While watching C.O.P.S. a friend said to me: "Have you heard my C.O.P.S. rant?"
No, I hadn't.
"That's the best show on TV," he said. "You know why? It shows the real America. I've suggested before it should be shown to immigrants. They can then be asked, 'Sure you want to move here? Because that's going to be your neighborhood!'"
Also, my friend said, "What I want to know is why so many people go on car chases with cops when they have some lame warrant on a ticket? You know damn well if those cameras weren't rolling, they would be getting their asses beaten with a night stick!"
There are quite a number amazing things that occur in any episode of C.O.P.S..
As a writer, I love hearing the convoluted, ever-changing stories told by the captured perps. The most classic was probably the one guy in whose pants pocket the cops found some drugs, and the guy -- without missing a beat -- said they weren't his pants.
What is also amazing, is just how stone-stupid and self-sabotaging the criminals are. Obviously, the vast majority of them are on drugs. They speed with suspended licenses; they do everything possible to alert police or observers that they're up to no good. They just serve themselves up on a platter.
The most puzzling part of the entire program -- and I've been watching since it first came on the air -- is how police react to someone they believe is telling them a lie.
A cop will chase some dirtbag at 120 mph through swamps and garbage dumps. Then they'll engage in foot pursuit through quicksand, the scuzziest drainage ditches, through the scummiest allies and trailer parks, wherever. And the cops will find every sort of contraband on the crooks. Through it all, the cops treat it like they're just doing their job.
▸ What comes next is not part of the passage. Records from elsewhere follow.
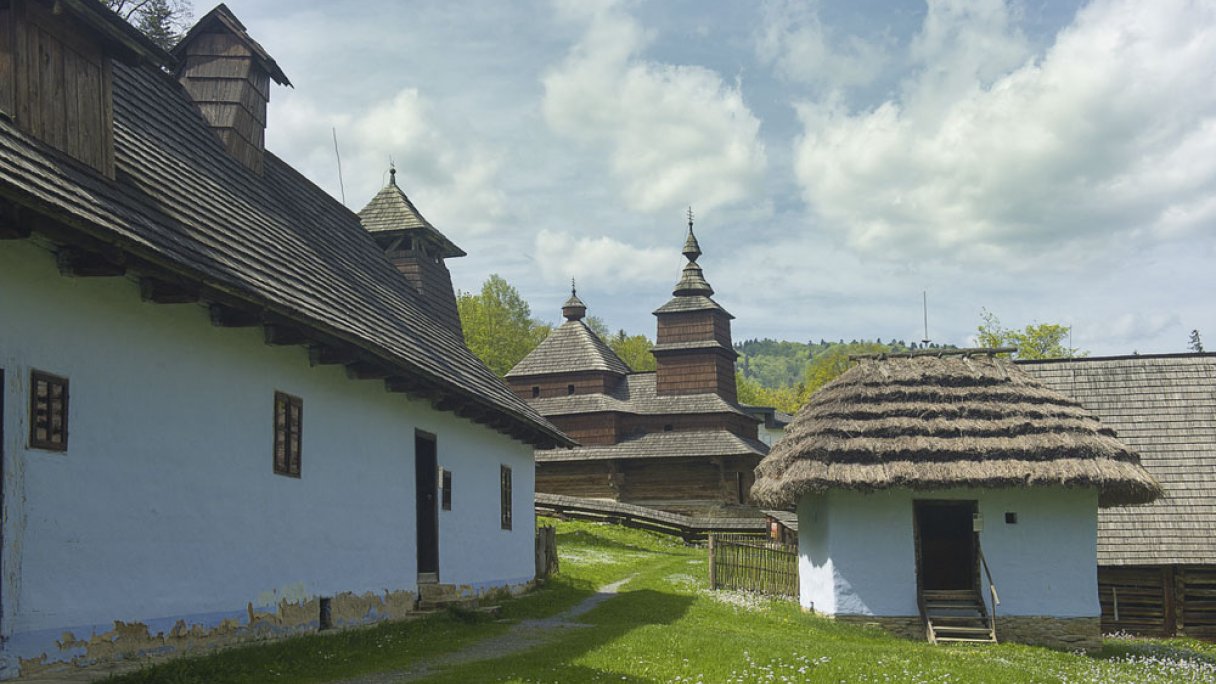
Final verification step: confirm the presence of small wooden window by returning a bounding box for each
[439,467,452,511]
[29,370,68,452]
[499,466,511,529]
[275,392,304,477]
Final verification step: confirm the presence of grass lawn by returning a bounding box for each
[107,522,1216,683]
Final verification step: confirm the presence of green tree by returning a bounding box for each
[607,330,655,371]
[102,0,191,50]
[456,274,550,377]
[799,342,891,404]
[976,309,1088,359]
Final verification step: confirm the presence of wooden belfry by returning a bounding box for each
[653,208,738,403]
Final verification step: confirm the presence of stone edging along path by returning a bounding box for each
[339,574,636,684]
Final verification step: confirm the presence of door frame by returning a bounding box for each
[912,499,980,598]
[413,430,439,581]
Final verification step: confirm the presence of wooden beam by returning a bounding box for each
[55,246,126,277]
[209,303,261,327]
[140,277,198,304]
[264,323,309,347]
[0,202,30,240]
[308,344,356,366]
[347,361,392,380]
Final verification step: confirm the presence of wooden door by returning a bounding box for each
[413,432,439,574]
[913,501,978,590]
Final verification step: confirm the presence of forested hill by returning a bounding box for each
[734,338,955,389]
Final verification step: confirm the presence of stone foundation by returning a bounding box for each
[835,615,1102,652]
[996,615,1102,652]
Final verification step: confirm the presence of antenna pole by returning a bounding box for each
[921,290,929,347]
[330,128,347,207]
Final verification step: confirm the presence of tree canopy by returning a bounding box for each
[456,274,550,377]
[102,0,191,50]
[976,309,1088,359]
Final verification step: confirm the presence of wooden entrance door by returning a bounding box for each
[413,432,439,581]
[913,501,979,590]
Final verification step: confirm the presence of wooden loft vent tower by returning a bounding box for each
[359,168,465,340]
[173,4,291,175]
[652,209,738,404]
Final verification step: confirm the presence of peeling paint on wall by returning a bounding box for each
[10,585,417,677]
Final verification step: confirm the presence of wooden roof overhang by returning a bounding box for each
[0,58,575,449]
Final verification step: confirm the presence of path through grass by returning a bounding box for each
[109,522,1216,684]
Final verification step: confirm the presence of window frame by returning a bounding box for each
[29,370,71,452]
[270,391,304,480]
[499,465,513,529]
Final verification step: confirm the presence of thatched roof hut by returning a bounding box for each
[751,349,1161,508]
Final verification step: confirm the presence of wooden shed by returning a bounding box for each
[751,349,1160,649]
[1019,354,1216,639]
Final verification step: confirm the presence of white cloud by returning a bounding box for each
[755,0,888,90]
[542,2,765,212]
[535,230,683,292]
[795,0,1216,259]
[266,88,506,237]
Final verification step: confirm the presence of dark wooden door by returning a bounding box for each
[413,432,439,573]
[914,501,976,590]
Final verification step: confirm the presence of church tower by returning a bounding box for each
[652,209,738,404]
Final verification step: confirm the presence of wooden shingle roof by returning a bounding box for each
[359,169,465,259]
[536,430,769,462]
[507,319,629,377]
[529,371,751,416]
[0,54,570,447]
[1019,354,1216,565]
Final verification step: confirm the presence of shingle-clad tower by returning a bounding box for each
[359,168,465,340]
[652,209,738,403]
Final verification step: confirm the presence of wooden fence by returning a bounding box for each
[536,525,558,579]
[536,492,769,542]
[709,534,798,599]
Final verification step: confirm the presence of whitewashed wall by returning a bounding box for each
[0,241,534,662]
[798,488,1100,617]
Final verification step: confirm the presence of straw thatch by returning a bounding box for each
[751,349,1161,508]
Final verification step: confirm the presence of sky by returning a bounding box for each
[214,0,1216,355]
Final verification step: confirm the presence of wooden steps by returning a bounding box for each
[921,589,996,644]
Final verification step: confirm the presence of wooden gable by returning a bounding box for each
[0,0,114,178]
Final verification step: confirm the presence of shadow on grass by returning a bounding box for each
[557,531,681,555]
[424,589,696,683]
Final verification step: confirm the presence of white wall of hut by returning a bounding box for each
[0,241,534,678]
[798,487,1100,617]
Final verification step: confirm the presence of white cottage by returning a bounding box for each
[0,0,569,678]
[753,349,1160,649]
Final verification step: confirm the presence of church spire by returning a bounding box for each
[562,277,587,320]
[671,207,714,297]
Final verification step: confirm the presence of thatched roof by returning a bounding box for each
[751,349,1161,508]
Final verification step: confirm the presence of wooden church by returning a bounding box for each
[507,215,769,517]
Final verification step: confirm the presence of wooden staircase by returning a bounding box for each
[921,589,996,644]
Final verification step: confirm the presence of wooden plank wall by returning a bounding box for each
[6,2,114,178]
[1098,566,1216,639]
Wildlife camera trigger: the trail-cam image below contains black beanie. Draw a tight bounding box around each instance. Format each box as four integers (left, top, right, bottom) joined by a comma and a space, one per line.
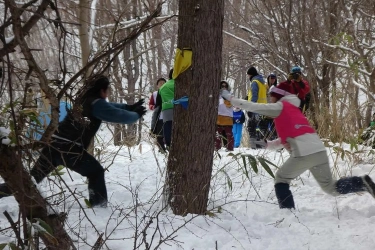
247, 66, 258, 76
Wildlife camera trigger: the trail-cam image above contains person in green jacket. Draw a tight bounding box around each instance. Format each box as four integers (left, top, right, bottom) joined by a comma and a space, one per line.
156, 69, 174, 148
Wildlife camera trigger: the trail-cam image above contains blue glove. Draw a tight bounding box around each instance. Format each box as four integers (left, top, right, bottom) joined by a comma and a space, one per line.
220, 89, 233, 101
133, 106, 147, 118
128, 99, 145, 111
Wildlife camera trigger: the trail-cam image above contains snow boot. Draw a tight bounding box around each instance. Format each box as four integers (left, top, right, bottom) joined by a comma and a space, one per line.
275, 183, 294, 209
0, 183, 12, 199
362, 175, 375, 198
336, 176, 367, 194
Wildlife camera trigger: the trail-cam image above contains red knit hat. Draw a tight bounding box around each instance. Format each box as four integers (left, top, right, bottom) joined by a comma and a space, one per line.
270, 82, 293, 99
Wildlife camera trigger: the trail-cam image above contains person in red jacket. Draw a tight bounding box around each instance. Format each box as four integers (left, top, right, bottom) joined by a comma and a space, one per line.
221, 83, 375, 209
280, 66, 310, 112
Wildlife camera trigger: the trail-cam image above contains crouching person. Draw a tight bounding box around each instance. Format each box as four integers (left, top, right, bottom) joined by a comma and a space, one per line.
0, 76, 146, 207
221, 83, 375, 209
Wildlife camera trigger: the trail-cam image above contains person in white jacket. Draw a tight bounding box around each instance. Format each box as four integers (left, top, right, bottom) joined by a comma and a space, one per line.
221, 83, 375, 209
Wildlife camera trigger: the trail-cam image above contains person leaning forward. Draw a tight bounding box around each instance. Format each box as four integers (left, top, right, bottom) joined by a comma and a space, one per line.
0, 75, 146, 207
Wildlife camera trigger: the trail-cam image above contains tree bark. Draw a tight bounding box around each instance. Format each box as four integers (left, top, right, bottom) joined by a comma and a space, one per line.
167, 0, 224, 215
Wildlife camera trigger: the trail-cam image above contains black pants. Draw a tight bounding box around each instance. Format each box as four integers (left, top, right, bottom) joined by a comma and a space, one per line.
0, 140, 107, 206
163, 121, 173, 147
152, 120, 165, 151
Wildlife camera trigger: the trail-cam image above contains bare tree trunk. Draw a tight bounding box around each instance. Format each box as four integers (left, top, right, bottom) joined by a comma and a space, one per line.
167, 0, 224, 215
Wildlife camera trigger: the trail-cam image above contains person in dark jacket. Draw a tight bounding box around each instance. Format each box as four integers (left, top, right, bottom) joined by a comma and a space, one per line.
232, 107, 245, 148
247, 66, 268, 149
149, 78, 166, 153
0, 75, 146, 207
264, 73, 277, 140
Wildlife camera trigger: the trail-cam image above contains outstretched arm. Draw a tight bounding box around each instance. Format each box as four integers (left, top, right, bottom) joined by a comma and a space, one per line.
91, 99, 140, 124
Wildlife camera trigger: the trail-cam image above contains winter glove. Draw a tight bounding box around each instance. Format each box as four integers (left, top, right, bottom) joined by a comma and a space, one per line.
255, 140, 267, 148
128, 99, 145, 111
298, 81, 305, 89
133, 106, 147, 118
220, 89, 233, 101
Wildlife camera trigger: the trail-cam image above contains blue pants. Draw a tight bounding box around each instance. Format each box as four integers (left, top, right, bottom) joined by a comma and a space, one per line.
232, 123, 243, 148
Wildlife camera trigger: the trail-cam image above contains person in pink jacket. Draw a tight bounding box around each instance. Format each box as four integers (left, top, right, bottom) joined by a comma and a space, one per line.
221, 83, 375, 209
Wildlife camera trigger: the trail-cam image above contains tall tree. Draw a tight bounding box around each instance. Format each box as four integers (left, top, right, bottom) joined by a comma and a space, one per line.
167, 0, 224, 215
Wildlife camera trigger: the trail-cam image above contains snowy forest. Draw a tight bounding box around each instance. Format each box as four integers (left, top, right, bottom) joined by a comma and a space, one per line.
0, 0, 375, 250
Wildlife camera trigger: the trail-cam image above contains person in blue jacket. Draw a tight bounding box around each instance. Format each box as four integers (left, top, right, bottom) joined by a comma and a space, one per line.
0, 75, 146, 207
232, 107, 245, 148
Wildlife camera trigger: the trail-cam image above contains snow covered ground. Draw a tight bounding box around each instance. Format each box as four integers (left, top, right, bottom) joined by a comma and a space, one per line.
0, 126, 375, 250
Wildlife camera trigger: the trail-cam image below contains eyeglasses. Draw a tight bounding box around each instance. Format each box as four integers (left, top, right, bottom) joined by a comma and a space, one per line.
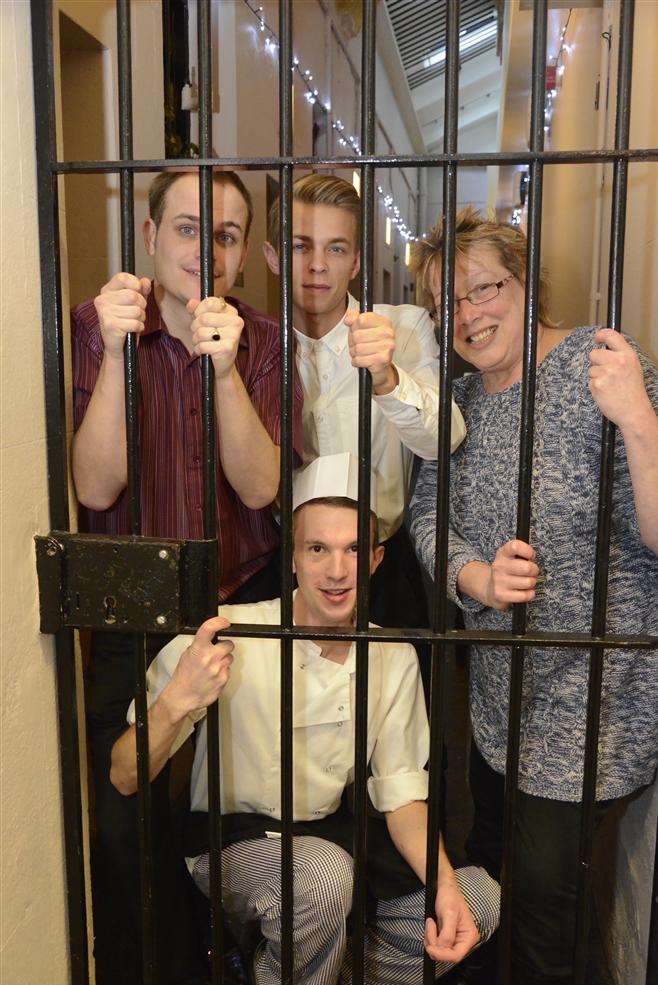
431, 274, 514, 322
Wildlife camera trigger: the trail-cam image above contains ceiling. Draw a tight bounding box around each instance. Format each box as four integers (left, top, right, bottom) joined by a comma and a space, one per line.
385, 0, 502, 153
386, 0, 498, 89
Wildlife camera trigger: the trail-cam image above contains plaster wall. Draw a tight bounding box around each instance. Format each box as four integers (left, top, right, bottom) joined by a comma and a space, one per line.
0, 0, 69, 985
542, 8, 607, 328
190, 0, 417, 315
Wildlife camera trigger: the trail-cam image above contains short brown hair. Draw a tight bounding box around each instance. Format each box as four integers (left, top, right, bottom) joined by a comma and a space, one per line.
293, 496, 379, 548
267, 172, 361, 250
410, 205, 556, 328
149, 169, 254, 240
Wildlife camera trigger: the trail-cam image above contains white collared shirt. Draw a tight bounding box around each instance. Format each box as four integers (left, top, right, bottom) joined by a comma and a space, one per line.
295, 295, 466, 540
128, 599, 429, 821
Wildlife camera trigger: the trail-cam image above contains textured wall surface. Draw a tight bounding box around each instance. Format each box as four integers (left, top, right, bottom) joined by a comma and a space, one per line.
0, 0, 68, 985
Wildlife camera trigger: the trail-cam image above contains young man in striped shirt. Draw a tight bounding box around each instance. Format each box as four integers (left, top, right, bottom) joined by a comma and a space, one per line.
72, 171, 301, 985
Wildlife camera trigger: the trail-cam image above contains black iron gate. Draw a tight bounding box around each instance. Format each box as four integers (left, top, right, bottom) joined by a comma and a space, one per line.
32, 0, 658, 985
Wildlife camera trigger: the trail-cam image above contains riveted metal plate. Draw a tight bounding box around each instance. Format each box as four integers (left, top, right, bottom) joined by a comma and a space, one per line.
35, 531, 217, 633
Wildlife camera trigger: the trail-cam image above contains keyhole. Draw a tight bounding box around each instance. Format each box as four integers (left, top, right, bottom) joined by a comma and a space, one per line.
103, 595, 117, 624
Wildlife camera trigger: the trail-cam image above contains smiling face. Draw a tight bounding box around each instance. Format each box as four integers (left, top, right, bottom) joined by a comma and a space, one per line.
294, 502, 384, 626
265, 201, 359, 338
144, 174, 247, 322
430, 247, 525, 392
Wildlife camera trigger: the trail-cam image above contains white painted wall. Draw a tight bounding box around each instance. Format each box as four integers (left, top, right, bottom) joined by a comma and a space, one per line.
0, 0, 68, 985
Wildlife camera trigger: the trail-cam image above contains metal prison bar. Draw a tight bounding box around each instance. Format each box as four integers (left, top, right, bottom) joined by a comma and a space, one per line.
31, 0, 658, 985
117, 0, 158, 982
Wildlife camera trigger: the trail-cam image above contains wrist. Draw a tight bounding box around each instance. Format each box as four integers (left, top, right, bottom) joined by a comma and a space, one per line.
370, 364, 400, 397
213, 362, 239, 387
153, 681, 194, 727
457, 561, 491, 605
103, 344, 123, 367
619, 398, 658, 440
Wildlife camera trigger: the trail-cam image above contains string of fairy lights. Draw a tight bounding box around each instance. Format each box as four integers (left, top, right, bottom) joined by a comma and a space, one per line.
244, 0, 418, 243
544, 10, 576, 134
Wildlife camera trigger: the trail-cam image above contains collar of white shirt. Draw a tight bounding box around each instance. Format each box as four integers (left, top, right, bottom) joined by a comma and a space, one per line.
294, 294, 359, 357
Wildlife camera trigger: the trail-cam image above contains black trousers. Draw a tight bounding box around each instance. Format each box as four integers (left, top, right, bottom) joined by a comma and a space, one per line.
370, 526, 431, 700
466, 742, 630, 985
85, 555, 280, 985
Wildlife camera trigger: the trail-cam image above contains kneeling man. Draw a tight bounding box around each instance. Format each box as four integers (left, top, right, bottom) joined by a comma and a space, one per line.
111, 453, 500, 985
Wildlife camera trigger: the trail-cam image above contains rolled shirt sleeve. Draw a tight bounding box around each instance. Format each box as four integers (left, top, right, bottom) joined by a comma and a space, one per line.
126, 636, 206, 758
368, 644, 429, 813
373, 306, 466, 460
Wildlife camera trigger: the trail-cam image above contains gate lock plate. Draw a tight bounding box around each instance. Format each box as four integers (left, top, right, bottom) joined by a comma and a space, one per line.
35, 531, 217, 633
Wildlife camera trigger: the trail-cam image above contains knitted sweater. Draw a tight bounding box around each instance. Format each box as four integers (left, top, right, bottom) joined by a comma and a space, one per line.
411, 328, 658, 801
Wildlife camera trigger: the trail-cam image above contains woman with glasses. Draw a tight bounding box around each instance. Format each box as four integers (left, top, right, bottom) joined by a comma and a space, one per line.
411, 209, 658, 985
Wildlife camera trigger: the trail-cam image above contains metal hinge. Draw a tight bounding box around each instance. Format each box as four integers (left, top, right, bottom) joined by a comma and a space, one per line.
34, 530, 217, 633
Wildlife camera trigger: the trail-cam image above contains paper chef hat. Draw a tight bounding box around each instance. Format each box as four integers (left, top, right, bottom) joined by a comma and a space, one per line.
292, 451, 377, 512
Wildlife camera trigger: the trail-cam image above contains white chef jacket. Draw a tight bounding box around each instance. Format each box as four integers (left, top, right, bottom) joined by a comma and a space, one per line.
295, 295, 466, 540
128, 599, 429, 821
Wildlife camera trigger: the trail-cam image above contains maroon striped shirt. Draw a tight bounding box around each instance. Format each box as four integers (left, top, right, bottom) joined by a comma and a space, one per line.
72, 291, 303, 601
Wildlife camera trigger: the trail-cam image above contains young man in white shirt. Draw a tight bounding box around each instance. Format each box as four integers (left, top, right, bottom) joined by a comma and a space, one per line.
111, 454, 500, 985
263, 174, 466, 626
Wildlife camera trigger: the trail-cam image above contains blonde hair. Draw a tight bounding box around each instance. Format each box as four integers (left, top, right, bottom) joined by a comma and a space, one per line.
410, 205, 557, 328
267, 173, 361, 250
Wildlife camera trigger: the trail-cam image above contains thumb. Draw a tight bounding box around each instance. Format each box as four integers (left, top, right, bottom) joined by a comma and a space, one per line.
194, 616, 231, 646
437, 910, 457, 947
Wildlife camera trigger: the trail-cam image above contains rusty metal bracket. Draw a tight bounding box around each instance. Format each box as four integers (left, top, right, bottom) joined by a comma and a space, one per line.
34, 530, 217, 633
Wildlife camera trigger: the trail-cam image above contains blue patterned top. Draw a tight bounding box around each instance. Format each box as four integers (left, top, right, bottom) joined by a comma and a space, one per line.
411, 328, 658, 801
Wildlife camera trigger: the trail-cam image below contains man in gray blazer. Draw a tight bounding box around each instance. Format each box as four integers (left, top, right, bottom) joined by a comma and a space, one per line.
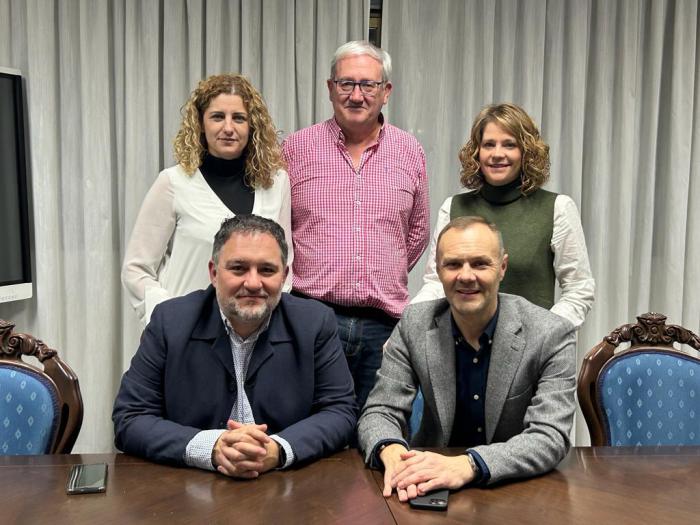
358, 217, 576, 501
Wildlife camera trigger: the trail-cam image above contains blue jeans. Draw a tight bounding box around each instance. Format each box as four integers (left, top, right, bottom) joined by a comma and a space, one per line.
335, 313, 394, 410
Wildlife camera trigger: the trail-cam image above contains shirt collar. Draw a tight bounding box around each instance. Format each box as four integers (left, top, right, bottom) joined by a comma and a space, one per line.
450, 299, 501, 350
219, 308, 272, 343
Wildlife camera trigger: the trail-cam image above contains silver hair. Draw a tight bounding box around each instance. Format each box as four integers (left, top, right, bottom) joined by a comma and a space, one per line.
331, 40, 391, 82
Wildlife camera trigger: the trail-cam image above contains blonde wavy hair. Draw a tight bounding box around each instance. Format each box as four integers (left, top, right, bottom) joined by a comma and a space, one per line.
173, 74, 285, 189
459, 104, 550, 195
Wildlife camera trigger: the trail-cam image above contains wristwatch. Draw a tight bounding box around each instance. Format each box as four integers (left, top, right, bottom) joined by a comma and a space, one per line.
465, 452, 481, 481
277, 444, 287, 469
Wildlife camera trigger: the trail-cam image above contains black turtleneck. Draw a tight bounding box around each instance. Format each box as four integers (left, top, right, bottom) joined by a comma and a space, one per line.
199, 153, 255, 215
479, 177, 523, 205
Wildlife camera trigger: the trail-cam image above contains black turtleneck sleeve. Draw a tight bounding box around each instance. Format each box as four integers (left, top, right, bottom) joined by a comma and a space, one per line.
199, 150, 255, 215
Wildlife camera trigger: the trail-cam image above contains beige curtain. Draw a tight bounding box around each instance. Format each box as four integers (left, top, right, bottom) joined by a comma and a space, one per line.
382, 0, 700, 444
0, 0, 369, 452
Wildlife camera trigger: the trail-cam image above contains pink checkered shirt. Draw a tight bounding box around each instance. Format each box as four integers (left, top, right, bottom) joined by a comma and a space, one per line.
282, 118, 430, 317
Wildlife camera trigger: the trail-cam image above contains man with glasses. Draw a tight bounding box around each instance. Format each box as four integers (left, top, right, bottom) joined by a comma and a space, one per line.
283, 41, 430, 412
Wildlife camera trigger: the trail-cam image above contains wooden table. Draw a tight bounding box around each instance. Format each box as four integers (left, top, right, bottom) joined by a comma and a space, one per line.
0, 450, 394, 525
373, 447, 700, 525
0, 447, 700, 525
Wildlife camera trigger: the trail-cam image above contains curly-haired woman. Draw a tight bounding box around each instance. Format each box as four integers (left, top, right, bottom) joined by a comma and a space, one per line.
122, 74, 293, 324
412, 104, 595, 327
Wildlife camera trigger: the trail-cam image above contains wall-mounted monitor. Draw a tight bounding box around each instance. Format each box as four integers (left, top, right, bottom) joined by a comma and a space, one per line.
0, 67, 32, 302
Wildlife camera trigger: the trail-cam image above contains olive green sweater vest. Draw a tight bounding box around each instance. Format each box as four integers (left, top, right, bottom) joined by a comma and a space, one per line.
450, 181, 557, 309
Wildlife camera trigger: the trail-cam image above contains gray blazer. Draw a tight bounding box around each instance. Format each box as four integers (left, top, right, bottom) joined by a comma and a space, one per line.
358, 293, 576, 483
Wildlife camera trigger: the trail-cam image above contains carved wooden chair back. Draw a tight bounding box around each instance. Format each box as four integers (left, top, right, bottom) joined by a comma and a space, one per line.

Then comes the hackneyed interrogation: "Why'd you run?" the cop asks.
"I don't know," the perp will mumble, "I got scared seeing everybody running at me!"
To which the cop comes back, his voice filled with emotion -- with genuine hurt -- "Don't lie to me, man! After all we've been through!"
I've never understood it. The cops hit the street knowing people are capable of killing their own children, trafficking drugs, stealing anything that's not nailed down, who'll smoke gerbil turds dipped in Drano . . . but somehow, the fact that criminals will also lie escaped these cops' education.
I think the sole reason why drugs haven't been legalized in America is because C.O.P.S. would go off the air. Without drugs, the show wouldn't exist -- most of its audience would find something else to do, and its myriad, unsuspecting guest stars would suddenly be inaccessible.
After all of these years on TV, I genuinely believe that C.O.P.S. has that much pull. That show chooses who'll be the next president, next head of hte UN.
C.O.P.S. is more powerful than the Bilderberg Group.